Why Your Code Reviews Are Too Nice (And How to Fix That)
By Paul Preibisch
New here? What is BMAD?
BMAD Method is a free, open-source AI workflow framework for Claude Code. Instead of asking one AI everything, BMAD gives you a cast of specialized AI personas — each with a distinct role, perspective, and agenda — that work through problems together. You install it once with npx bmad-method@latest install and then invoke tools like this one with a slash command in Claude Code.
When a single AI reviews your code, it's one mind playing every role at once — security engineer, pragmatist, craftsman, adversary — and internally negotiating all of them before it speaks. The result is balanced, reasonable, and slightly soft. That's not a code review, it's a compromise. BMAD's Code Review Crew puts five genuinely different minds on your PR, each blind to the others, and lets them disagree.
The best first command
💬 Claude Code Chat ⭐ Best first run — independent agents, no consensus driftone real agent per reviewer, blind to the others
That opens five reviewers on your codebase. Here's what a session looks like after pointing them at an authentication PR:
🔒 Vex — Security Engineer
The JWT secret is pulled from process.env.JWT_SECRET at line 47, but there's no validation it's set before startup. An empty string means every token signed with "" is technically valid. I can forge one right now that passes this check.
😤 Grumbal — The Adversary
And the refresh token rotation at line 89 doesn't invalidate the old token on issue. If someone lifts a refresh token before it's used, both copies work until expiry. That's not a rotation, that's a copy.

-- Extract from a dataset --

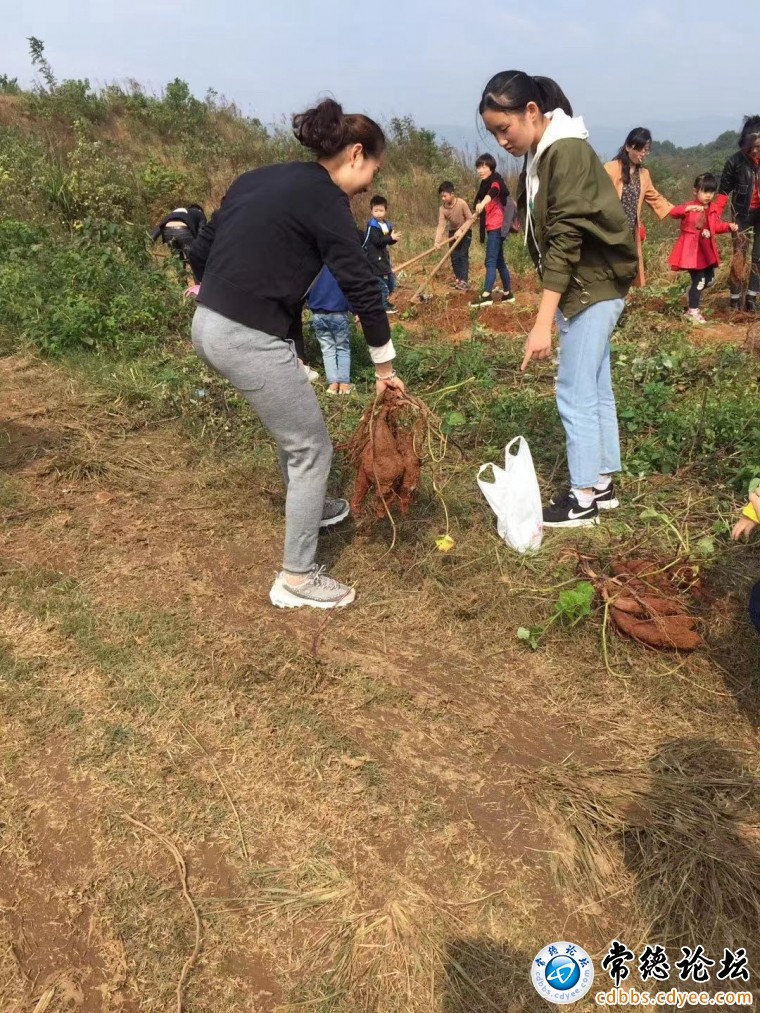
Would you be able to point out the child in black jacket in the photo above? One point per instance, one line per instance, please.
(378, 239)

🌶️ Boundary — Edge-Case Hunter
What happens if userId in the token payload is null? Line 112 passes it straight to the DB query with no null check. That's either a crash or an injection path depending on how your ORM handles null params.
🎯 Yui — The Craftsman
You've got validateToken() and verifyJWT() doing overlapping work — one calls the other but both have independent error-handling paths. Pick one.
🚢 Dana — The Pragmatist
Vex's startup validation is a must-ship fix, agreed. The refresh token issue is real but narrow — requires stealing a token in a specific window. File it. The null userId is a one-liner. Yui's refactor waits for tech debt week.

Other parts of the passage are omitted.